The findings supported a "big bang" theory for the evolutionary expansion of birds during the 10 to 15 million years that followed a mass extinction event about 66 million years ago that killed off all dinosaurs except some birds.

This contradicted the idea that birds blossomed 10 to 80 million years earlier before the mass extinction event, as some recent studies suggested.

"Birds are dinosaurs," said co-author Ed Braun, associate professor of biology at the University of Florida. "They're the one lineage of dinosaurs that made it through the mass extinction at the end of the so-called dinosaurs."

Based on this new genomic data, a few bird lineages that survived the mass extinction gave rise to more than 10,000 species that comprise 95 percent of all bird species living with us today, the researchers said.

The researchers also found that birds lost thousands of genes in their early evolution after birds split from other reptiles, many of which have essential functions in humans, such as in reproduction, skeleton formation and lung systems.

"This is an exciting finding, because it is quite different from what people normally think, which is that innovation is normally created by new genetic material, not the loss of it," Zhang said.

This new tree supported three independent origins of waterbirds. It also indicated that the common ancestor of core landbirds, which include songbirds, parrots, woodpeckers, owls, eagles and falcons, was an apex predator, which also gave rise to the giant terror birds that once roamed the Americas.

Birdsong was found to evolve independently at least twice. Parrots and songbirds gained the ability to learn and mimic sounds independently of hummingbirds, despite sharing many of the same genes. This is surprising because animals with similar characteristics usually share a common ancestor, the researchers said.

In general, brain circuits for musical and vocal learning in birds and humans are similar but have been arrived at via different evolutionary paths.

The researchers also found five genes related to teeth formation were switched off some 116 million years ago, in an ancestor of today's birds, causing birds to lose their teeth since then.

Their research also showed the chicken has the most similar genome to an avian ancestor, which was thought to be a feathered dinosaur.

Crocodiles were be birds' closest living relatives, with a common ancestor that lived around 240 million years ago, said the research, which also showed that crocodiles have one of the slowest-evolving genomes, whereas the pace of genetic change has been much faster in birds.

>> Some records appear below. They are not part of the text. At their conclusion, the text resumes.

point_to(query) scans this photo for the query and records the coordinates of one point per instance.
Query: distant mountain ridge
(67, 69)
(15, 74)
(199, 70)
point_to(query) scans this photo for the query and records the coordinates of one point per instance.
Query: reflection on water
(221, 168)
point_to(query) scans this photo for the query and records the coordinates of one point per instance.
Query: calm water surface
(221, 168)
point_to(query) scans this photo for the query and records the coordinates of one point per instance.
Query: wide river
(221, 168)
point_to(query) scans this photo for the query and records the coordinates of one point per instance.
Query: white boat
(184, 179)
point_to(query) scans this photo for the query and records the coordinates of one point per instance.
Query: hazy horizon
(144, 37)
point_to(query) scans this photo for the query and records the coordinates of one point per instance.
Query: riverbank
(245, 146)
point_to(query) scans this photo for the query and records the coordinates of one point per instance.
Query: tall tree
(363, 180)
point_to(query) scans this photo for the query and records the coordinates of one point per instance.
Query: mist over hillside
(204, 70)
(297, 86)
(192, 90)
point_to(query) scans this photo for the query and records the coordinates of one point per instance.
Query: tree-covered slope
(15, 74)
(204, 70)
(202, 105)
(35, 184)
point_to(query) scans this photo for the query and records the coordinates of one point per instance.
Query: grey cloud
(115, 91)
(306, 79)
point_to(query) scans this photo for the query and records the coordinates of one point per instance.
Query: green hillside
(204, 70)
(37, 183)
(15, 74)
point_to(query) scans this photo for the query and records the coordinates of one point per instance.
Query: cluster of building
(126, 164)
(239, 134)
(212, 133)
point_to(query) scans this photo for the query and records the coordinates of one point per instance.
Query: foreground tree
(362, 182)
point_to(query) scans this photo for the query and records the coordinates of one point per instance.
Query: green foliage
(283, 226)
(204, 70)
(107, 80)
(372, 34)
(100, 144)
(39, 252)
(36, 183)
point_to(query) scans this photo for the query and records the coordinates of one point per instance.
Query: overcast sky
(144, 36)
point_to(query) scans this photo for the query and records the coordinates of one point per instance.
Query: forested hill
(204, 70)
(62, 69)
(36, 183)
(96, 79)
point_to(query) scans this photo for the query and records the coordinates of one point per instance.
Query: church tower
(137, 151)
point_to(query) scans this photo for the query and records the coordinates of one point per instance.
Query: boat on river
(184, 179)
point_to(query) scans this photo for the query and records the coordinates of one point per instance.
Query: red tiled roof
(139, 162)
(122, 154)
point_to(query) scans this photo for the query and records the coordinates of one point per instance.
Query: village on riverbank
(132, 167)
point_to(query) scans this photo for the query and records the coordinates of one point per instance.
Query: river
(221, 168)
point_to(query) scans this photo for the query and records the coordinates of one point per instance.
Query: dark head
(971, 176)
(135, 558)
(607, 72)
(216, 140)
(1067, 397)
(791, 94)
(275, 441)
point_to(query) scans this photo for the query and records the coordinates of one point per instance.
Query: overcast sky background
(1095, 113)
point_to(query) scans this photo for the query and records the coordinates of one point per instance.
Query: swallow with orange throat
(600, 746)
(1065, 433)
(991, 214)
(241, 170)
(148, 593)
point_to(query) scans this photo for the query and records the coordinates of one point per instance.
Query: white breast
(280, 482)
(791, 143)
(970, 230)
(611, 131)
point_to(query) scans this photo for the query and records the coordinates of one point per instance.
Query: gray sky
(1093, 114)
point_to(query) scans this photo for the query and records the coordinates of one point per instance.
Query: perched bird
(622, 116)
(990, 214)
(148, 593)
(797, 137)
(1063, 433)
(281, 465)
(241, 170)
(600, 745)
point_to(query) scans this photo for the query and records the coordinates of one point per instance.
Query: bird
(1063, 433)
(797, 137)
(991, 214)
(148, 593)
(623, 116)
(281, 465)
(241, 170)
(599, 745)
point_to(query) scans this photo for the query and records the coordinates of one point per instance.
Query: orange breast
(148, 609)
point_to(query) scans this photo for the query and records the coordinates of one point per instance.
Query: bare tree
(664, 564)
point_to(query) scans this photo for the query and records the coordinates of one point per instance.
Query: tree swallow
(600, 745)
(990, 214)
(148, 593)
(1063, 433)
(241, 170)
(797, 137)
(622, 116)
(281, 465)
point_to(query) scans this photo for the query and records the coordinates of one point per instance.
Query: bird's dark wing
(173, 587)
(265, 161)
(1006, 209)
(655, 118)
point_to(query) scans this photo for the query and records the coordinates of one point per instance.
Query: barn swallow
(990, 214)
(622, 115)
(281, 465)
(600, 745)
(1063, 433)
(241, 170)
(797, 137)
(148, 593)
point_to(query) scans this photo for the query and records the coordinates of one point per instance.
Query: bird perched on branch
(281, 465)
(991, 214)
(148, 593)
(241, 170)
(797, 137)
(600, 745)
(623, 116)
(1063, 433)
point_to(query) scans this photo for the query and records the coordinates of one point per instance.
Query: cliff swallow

Colorful feathers are thought to be evolutionarily advantageous, giving a male bird in a given species an edge over his competitors when it comes to mating. This research found that genes involved in feather coloration evolved more quickly than other genes in eight of 46 bird lineages.

They also estimated that the today's penguins first appeared around 60 million years ago.

Overall, the genomic structure of birds has stayed remarkably the same among species for more than 100 million years and the evolution rate across all bird species is slower compared to mammals.